My GF is very in tune with her sexuality and I and told her before we tripped that we could of course make love, but that I wanted to wait until after the peak because to be honest, mushrooms give me immense stamina but also don't allow me to finish sometimes. I am not trying to be graphic or anything but it is relevant. I think she mistook my statement to mean that I didn't want to make love, which isn't the case in the slightest, but that thought got wrapped up in her head. Here is why this is important:
After hitting the weed a few times, she essentially described witnessing an Entity orgy of sorts unfolding before her eyes...quote "no penetration but they were all embracing and getting hot and heavy if you know what I mean... they told me that I could 'come' with them, literally, and I told them okay...it then felt like the most dominant of the beings entered me, entered my entire perception as if I wasn't me anymore...it felt like I was having the sensations of sex while the entity said 'this is what you get then, ha!'"
Then she said something to me that struck me as a little odd and a little off putting...while she was fully immersed, she told me that since I wasn't having sex with her that the entities were taking advantage of the situation and giving her what she wanted... I guess my next feelings could only be described as jealousy...I know, I know, it is stupid for feeling jealousy towards cosmic beings but nonetheless it threw me for a loop (the weed didn't help with the thought process, for the record).
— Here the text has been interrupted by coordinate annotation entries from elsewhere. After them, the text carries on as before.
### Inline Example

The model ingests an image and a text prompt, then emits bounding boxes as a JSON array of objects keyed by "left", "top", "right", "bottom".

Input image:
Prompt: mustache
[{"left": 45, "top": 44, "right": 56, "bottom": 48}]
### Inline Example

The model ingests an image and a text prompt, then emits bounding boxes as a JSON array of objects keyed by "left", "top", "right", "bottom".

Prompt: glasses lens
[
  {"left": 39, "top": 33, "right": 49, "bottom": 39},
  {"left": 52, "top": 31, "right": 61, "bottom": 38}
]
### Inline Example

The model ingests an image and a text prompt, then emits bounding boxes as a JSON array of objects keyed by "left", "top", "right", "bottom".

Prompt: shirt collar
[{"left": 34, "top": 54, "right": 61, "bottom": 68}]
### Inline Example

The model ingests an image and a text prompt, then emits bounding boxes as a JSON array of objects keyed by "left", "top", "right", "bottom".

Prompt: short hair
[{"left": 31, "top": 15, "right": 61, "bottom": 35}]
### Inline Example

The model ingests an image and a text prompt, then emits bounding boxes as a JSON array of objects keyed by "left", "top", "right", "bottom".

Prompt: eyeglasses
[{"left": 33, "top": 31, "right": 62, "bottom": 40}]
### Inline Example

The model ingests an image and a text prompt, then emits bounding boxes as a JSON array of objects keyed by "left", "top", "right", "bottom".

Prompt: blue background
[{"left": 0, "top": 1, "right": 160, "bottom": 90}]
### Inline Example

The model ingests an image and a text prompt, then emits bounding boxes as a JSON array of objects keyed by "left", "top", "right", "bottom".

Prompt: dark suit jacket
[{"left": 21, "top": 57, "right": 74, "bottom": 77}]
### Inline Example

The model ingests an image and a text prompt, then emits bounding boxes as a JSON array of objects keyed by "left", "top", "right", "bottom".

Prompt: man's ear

She was so heavily intoxicated and in a trance-like state that I was unsure of how to proceed. We have a very active and healthy sex life, but I didn't want to push myself on her and have it become overwhelming...well, more overwhelming. "they're everywhere babe, all around me, touching me, inside of me, doing things to my brain that makes me feel insane, I can't understand...oh my, oh my, oh my.... hold me babe, hold me..."
So I held her, her beautiful body against mine, naked and pure. It was arousing to say the least and I couldn't help myself. She welcomed my advances after I had a should I shouldn't I battle with myself. I won't go into it because I am a bit of a prude when it comes to discussing the actual beautiful, nitty gritty act, but the only word to describe the next hour would be tantric. I don't know, it was fantastic though.
I honestly think I was just grossly over thinking the whole situation. She was having a sexual experience, and I was the one having trouble wrapping my head around it. I've only read about those kind of experiences, but like I said, we have a strong and regular sex life and have had tantric moments on mushrooms before, so perhaps there were some expectations that were not being met at first.
I hope this doesn't get misconstrued in any way, it was an amazing experience, albeit strange and a little confusing but not disappointing. All resolved itself and when it wasn't as intense anymore we discussed these things and I expressed my thoughts and concerns. She seemed to understand and vice versa, so mission accomplished, hehe.
I also found it funny that I mentioned in another thread recently about her not really breaking through fully with DMT, yet today, she broke through on mushrooms on an epic, sexual and mystical level easily comparable to a DMT experience. Funny how things happen sometimes.
So, as a final thought, I just wanted to express my thoughts to get some more perspectives. Was I wrong for feeling the way I did? I also found myself wondering why I didn't break through but chalked that up to needing to be present enough to hold and help her as she was submerged and incapacitated. Anyway, it is late and I'm tired and I hope I've made whatever point it was that I was trying to make...peace and love to all of you!